Так где же нам сегодня, в эпоху якобы «исчезающего рабочего класса» искать «пролетария»? Чтобы адекватно подойти к этому вопросу, нужно, по–видимому, сконцентрироваться на том, как марксово понятие пролетария переворачивает классическую гегелевскую диалектику Господина и Раба. В борьбе между (будущим) Господином и Рабом, как пишет в «Феноменологии духа» Гегель, Господин готов поставить на карту все, вплоть до своей собственной жизни и, таким образом, он обретает свободу в то время как Раб не столько прямо привязан к Господину, сколько изначально — к объективному окружающему его материальному миру к корням окружения, в конечном счете, к своей жизни как таковой; он не готов рисковать и потому уступает свою суверенность Господину. Хорошо известный советский шпион Александр Кожев рассматривает эту гегелевскую диалектику Господина и Раба как прообраз марксовской классовой борьбы; и он прав в том случае, если учесть, что Маркс перевернул эти понятия.

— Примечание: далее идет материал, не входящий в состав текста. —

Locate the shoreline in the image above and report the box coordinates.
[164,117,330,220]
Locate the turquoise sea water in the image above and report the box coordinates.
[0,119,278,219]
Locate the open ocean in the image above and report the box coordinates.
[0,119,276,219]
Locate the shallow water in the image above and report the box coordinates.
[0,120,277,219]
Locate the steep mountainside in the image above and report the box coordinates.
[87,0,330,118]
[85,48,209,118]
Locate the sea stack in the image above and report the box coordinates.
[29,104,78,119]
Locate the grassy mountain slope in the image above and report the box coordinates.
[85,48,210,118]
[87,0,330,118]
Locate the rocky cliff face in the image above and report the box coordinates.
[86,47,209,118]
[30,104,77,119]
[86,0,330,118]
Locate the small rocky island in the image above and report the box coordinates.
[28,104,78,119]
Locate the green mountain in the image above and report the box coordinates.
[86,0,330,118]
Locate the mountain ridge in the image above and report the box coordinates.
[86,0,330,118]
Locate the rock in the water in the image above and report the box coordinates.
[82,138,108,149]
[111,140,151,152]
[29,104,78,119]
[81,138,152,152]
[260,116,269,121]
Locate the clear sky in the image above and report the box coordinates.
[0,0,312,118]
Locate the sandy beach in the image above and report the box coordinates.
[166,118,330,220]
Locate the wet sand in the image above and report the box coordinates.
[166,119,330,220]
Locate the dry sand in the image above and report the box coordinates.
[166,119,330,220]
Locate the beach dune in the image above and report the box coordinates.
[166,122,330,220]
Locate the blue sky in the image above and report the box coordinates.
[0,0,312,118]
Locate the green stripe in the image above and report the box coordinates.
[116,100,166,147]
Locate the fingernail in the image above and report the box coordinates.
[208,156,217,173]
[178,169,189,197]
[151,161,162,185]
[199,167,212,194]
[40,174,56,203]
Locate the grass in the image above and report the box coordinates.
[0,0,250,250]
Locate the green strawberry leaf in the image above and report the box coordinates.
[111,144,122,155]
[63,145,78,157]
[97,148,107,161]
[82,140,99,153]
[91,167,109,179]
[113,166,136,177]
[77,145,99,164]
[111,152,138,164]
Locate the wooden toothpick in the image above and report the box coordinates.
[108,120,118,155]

В пролетарской классовой борьбе именно пролетарий занимает место гегелевского Господина: он готов рисковать всем, поскольку он чистый субъект, лишенный всех корней, поскольку как говорили в былые времена, ему «нечего терять, кроме твоих цепей». Капиталисту же, напротив, есть что терять (а именно капитал), и он, таким образом, оказывается настоящим Рабом, привязанным к своим владениям, по определению никогда не способным поставить на карту все, даже если он самый подвижный новатор, прославляемый сегодня средствами массовой информации. (Важно помнить, что в оппозиции пролетария и капиталиста, для Маркса, как раз пролетарий — субъект, символизирующий нематериальную субъективность, не имеющий ничего общего с объектом, подчиненным капиталисту в роли субъекта.) Это и дает нам ключ к пониманию того, где нам искать сегодняшнего пролетария: там, где субъект низведен до лишенного корней существования, где он лишен всех материальных уз.
64
Заслуга Фредерика Джеймисона в том, что он постоянно настаивает на этом пункте.
65
Здесь обнаруживается слабое место в остальном в высшей степени артикулированной критики "тоталитаризма" Клода Лефорта. В своей недавно вышедшей книге "La Complication. Retour sur le Communisme" (Paris: Fayard, 1999) Лефорт предлагает убедительное опровержение упрощений Франсуа Фюре, подчеркивая то, как множество достижений сегодняшнего либерального консенсуса были приняты лишь в результате коммунистической борьбы, были усвоены этим самым консенсусом после ожесточенного либерального сопротивления (прогрессивный подоходный налог, всеобщее бесплатное образование). Однако перспективы Лефорта сильно ограничиваются его стремлением развернуть чисто политическую логику "демократических завоеваний". Это ограничение не дает ему обосновать собственно феномен "тоталитаризма": он появляется именно тогда, когда политика прямо одерживает верх, он сигнализирует о провале политического агента в деле реструктурализации производственной сферы.